% Generated by roxygen2: do not edit by hand
% Please edit documentation in R/manip.r
\name{filter}
\alias{filter}
\title{Return rows with matching conditions}
\usage{
filter(.data, ..., .preserve = FALSE)
}
\arguments{
\item{.data}{A tbl. All main verbs are S3 generics and provide methods
for \code{\link[=tbl_df]{tbl_df()}}, \code{\link[dtplyr:tbl_dt]{dtplyr::tbl_dt()}} and \code{\link[dbplyr:tbl_dbi]{dbplyr::tbl_dbi()}}.}

\item{...}{Logical predicates defined in terms of the variables in \code{.data}.
Multiple conditions are combined with \code{&}. Only rows where the
condition evaluates to \code{TRUE} are kept.
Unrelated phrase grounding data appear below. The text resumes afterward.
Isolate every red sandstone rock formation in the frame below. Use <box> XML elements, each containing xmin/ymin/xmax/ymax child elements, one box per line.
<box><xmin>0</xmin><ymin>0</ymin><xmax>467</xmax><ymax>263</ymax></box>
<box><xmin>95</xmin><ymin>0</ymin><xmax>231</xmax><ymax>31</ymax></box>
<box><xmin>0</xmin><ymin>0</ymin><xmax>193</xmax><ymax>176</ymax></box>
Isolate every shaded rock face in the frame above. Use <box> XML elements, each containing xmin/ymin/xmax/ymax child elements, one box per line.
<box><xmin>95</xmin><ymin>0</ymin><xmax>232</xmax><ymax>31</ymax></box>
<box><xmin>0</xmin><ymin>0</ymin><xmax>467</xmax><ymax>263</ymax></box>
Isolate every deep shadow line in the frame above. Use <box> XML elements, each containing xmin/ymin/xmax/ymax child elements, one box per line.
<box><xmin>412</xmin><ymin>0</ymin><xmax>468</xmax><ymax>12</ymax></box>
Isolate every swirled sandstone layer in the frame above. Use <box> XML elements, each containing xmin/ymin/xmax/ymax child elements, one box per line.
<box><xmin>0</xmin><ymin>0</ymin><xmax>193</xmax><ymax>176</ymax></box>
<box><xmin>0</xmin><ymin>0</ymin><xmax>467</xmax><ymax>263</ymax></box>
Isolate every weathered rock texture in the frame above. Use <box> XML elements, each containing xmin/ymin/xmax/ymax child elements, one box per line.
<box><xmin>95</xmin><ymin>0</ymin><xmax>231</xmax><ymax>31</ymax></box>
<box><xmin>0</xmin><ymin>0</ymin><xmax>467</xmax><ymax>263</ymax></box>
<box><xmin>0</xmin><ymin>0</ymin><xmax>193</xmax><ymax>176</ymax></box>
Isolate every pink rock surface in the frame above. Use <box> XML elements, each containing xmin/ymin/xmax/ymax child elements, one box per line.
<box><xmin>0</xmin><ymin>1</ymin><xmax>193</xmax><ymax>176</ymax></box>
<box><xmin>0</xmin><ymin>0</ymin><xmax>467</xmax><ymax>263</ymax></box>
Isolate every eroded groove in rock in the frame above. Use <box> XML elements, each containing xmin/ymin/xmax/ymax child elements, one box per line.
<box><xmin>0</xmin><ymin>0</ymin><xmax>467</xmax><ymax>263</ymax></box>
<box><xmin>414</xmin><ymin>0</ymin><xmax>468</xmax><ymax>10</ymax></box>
The arguments in \code{...} are automatically \link[rlang:quo]{quoted} and
\link[rlang:eval_tidy]{evaluated} in the context of the data
frame. They support \link[rlang:quasiquotation]{unquoting} and
splicing. See \code{vignette("programming")} for an introduction to
these concepts.}

\item{.preserve}{when \code{FALSE} (the default), the grouping structure
is recalculated based on the resulting data, otherwise it is kept as is.}
}
\value{
An object of the same class as \code{.data}.
}
\description{
Use \code{filter()} to choose rows/cases where conditions are true. Unlike
base subsetting with \code{[}, rows where the condition evaluates to \code{NA} are
dropped.
}
\details{
Note that dplyr is not yet smart enough to optimise filtering optimisation
on grouped datasets that don't need grouped calculations. For this reason,
filtering is often considerably faster on \code{\link[=ungroup]{ungroup()}}ed data.
}
\section{Useful filter functions}{

\itemize{
\item \code{\link{==}}, \code{\link{>}}, \code{\link{>=}} etc
\item \code{\link{&}}, \code{\link{|}}, \code{\link{!}}, \code{\link[=xor]{xor()}}
\item \code{\link[=is.na]{is.na()}}
\item \code{\link[=between]{between()}}, \code{\link[=near]{near()}}
}
}

\section{Grouped tibbles}{


Because filtering expressions are computed within groups, they may
yield different results on grouped tibbles. This will be the case
as soon as an aggregating, lagging, or ranking function is
involved. Compare this ungrouped filtering:\preformatted{starwars \%>\% filter(mass > mean(mass, na.rm = TRUE))
}

With the grouped equivalent:\preformatted{starwars \%>\% group_by(gender) \%>\% filter(mass > mean(mass, na.rm = TRUE))
}

The former keeps rows with \code{mass} greater than the global average
whereas the latter keeps rows with \code{mass} greater than the gender
average.

It is valid to use grouping variables in filter expressions.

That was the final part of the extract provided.